Reconciliation: the unsexy critical section

Every long-running sync drifts. Always. The spec must define a reconciliation job:

• Frequency. Nightly? Hourly? On demand?
• Scope. Full table comparison, or a sample?
• Action on mismatch. Auto-repair by re-syncing the row, or alert and require human decision?
• Success metric. "Less than 0.01% of rows differ" — pick an actual number.

Acceptance criteria that catch real failures

- Given a source emits events for entity X
  When the target is offline for 30 minutes
  Then on recovery the target catches up within 5 minutes
  And no events in that window are permanently lost

- Given two events for the same entity arrive out of order
  When the older event is processed after the newer one
  Then the target state reflects the newer event
  And the older event is logged as stale

- Given the sync has been running for 24 hours
  When the reconciliation job runs
  Then fewer than 0.01% of rows show a diff
  And all diffs are auto-repaired or surfaced as alerts

The signal I look for in review

The quality signal I use: does the spec describe what the operator sees on day 30 when something is off? If it only describes the happy path on day one, it isn't a sync spec — it's a handoff note that will turn into a 3am page.

Review drill

Review a sync spec by following one record from the source service to every consumer. The weak spots are usually ownership, retries, and what happens when two systems temporarily disagree.
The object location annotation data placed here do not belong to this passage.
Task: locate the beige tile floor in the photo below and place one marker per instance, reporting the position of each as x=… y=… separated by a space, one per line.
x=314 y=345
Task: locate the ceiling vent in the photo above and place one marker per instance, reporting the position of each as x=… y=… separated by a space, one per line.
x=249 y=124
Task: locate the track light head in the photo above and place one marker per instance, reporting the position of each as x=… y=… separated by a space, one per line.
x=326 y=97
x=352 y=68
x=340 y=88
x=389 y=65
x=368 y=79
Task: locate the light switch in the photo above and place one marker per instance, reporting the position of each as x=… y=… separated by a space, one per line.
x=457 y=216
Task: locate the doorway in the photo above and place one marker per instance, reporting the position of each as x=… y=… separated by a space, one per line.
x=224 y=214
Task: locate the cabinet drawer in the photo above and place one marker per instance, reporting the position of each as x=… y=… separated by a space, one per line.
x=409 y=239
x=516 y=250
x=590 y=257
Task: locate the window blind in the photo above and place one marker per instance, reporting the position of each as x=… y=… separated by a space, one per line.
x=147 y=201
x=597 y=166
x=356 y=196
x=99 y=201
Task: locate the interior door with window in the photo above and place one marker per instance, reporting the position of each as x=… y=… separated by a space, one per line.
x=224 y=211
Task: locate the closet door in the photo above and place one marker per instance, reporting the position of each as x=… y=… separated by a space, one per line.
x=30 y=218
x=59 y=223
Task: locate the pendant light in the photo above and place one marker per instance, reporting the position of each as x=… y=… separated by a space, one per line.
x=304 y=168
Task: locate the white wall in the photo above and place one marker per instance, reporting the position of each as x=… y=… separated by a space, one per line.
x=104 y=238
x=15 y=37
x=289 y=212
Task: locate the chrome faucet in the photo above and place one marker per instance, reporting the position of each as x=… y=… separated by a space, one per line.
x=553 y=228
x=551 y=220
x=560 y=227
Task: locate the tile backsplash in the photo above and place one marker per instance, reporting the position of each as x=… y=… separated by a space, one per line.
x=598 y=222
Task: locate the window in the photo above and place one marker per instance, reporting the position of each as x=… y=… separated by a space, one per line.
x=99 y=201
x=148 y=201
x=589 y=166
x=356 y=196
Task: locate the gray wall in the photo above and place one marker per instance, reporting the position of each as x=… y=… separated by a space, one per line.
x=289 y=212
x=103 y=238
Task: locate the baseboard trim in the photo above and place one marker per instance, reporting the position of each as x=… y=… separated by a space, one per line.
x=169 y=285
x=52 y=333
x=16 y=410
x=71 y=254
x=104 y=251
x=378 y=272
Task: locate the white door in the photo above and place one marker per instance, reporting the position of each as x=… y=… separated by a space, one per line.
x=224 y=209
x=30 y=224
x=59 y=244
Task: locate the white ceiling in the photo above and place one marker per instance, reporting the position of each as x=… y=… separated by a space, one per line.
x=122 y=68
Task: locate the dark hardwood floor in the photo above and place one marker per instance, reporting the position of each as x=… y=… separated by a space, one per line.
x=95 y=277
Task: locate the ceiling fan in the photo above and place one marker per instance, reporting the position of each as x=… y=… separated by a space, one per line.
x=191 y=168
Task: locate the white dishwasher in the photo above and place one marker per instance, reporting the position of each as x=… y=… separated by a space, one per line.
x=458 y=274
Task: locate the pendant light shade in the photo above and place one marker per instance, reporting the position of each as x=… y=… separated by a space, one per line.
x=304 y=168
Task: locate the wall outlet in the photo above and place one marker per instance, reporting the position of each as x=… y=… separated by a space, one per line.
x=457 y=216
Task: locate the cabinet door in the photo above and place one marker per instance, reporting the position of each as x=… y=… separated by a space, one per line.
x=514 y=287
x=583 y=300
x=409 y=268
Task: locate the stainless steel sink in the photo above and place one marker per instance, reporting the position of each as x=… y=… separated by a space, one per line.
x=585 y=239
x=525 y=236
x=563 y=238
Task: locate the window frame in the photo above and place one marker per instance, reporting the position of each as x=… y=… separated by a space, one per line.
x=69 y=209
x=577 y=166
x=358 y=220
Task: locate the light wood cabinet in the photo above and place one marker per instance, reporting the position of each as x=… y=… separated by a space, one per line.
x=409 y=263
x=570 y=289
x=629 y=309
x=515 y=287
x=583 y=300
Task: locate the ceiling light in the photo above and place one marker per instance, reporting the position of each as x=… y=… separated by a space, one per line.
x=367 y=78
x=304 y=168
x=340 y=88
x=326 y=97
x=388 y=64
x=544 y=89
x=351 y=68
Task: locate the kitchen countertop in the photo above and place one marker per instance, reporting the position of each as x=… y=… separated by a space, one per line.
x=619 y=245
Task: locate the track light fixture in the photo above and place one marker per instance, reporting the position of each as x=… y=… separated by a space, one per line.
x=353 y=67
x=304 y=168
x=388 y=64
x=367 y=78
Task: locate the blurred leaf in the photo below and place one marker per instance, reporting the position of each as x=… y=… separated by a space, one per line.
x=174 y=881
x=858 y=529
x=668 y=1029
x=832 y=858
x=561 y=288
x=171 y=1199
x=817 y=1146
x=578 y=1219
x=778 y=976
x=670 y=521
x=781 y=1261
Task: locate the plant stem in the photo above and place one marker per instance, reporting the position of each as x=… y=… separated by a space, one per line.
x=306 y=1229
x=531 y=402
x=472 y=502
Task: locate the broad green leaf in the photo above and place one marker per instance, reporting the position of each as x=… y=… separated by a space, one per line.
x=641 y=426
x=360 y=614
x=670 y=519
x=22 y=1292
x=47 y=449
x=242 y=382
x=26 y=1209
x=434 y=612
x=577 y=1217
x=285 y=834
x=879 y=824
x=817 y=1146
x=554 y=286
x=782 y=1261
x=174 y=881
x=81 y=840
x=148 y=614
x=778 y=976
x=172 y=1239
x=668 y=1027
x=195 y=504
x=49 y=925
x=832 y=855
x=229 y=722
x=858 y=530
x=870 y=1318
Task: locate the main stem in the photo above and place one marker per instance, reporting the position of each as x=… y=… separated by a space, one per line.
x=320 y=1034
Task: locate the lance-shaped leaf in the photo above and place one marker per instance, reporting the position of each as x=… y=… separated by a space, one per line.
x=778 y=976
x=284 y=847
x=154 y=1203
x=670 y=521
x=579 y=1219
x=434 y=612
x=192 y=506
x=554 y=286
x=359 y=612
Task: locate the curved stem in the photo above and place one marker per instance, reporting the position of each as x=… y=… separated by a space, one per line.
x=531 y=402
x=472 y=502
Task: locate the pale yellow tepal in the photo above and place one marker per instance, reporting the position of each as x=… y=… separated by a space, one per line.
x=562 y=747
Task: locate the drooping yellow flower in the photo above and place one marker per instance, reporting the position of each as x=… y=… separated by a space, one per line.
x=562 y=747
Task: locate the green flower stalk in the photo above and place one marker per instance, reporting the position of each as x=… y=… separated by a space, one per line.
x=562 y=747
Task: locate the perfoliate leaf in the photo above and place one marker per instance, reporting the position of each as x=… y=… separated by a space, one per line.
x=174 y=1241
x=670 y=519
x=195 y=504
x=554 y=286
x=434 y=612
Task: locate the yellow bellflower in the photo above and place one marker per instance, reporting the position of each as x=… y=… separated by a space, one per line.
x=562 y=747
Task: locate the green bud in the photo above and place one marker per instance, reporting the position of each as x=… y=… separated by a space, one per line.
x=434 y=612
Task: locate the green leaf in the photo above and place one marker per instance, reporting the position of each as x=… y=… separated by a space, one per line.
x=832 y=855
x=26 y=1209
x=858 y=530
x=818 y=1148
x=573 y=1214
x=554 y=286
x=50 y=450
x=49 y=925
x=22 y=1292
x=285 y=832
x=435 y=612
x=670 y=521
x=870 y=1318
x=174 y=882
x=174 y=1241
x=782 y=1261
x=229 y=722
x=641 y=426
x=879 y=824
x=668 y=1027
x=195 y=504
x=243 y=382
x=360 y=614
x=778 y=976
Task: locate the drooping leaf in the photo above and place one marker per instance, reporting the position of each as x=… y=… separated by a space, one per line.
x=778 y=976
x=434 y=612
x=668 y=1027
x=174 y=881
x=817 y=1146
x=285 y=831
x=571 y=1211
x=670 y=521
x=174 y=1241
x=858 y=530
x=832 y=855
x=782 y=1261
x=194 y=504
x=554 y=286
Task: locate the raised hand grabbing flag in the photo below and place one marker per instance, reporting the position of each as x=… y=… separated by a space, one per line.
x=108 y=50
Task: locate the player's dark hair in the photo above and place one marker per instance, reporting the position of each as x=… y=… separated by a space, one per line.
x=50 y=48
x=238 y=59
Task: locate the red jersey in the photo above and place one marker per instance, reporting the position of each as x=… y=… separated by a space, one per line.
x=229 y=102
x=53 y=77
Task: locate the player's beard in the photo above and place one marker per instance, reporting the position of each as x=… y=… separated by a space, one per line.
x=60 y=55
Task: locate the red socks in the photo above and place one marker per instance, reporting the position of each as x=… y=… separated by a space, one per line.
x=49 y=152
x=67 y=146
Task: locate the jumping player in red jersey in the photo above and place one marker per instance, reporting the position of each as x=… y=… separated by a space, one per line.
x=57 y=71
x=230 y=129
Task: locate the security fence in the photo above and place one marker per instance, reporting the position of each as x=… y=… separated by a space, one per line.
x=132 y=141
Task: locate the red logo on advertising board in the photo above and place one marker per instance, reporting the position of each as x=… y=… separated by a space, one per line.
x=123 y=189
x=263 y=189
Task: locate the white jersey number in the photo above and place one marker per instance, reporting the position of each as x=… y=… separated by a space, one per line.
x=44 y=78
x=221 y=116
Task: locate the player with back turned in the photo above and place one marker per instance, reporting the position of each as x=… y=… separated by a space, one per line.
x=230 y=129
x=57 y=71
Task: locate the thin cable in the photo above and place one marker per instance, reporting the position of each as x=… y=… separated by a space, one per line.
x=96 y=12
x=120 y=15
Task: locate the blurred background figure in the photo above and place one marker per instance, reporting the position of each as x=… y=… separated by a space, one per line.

• Source of truth: name the system that wins when values conflict, including any fields that are intentionally derived or cached.
• Recovery: define retry limits, dead-letter handling, reconciliation jobs, and the alert that proves the sync is stuck.
• Consumer impact: show what each downstream service sees during delay, duplicate delivery, deletion, and schema change.

Put the sync contract, replay procedure, and reconciliation owner in the spec. Without those, the first incident becomes the real design document.

Example: for an account email update, the spec should say whether CRM, billing, or identity owns the value, how duplicates are ignored, and which reconciliation job fixes a missed event.

Worked Review Example

For a customer status sync, write the whole lifecycle. The billing system emits status.changed with an idempotency key, CRM stores the latest sequence number, and support tools show a stale-data badge until reconciliation completes. Deletes need the same treatment: soft delete, tombstone event, retention window, and the job that removes orphaned records after consumers acknowledge the change.

Copy This Sync Contract Block

When a spec feels abstract, I ask the author to fill in this block. It forces the decisions that usually stay hidden until the first reconciliation failure.

Sync contract

Source of truth:
- System:
- Fields owned:
- Fields derived by consumers:

Delivery model:
- Primary path: event push / target pull / shared log
- Ordering guarantee:
- Duplicate handling:
- Stale event behavior:

Recovery:
- Backfill entrypoint:
- Replay owner:
- Reconciliation frequency:
- Mismatch threshold:
- Operator alert:

Consumer impact:
- What users see during delay:
- What support sees during drift:
- What pauses the rollout:

The block is short enough to fit in a pull request description, but it changes the review. Instead of debating architecture labels, reviewers can point at a blank line and ask for the missing behavior.

One practical review move: run the block against a deleted record, not only an updated record. Deletes expose the weakest assumptions in sync systems. If the source emits a tombstone, the target needs to know whether to hide the record, mark it archived, keep it for compliance, or purge it after a retention window. If the spec cannot answer that, the sync is not finished.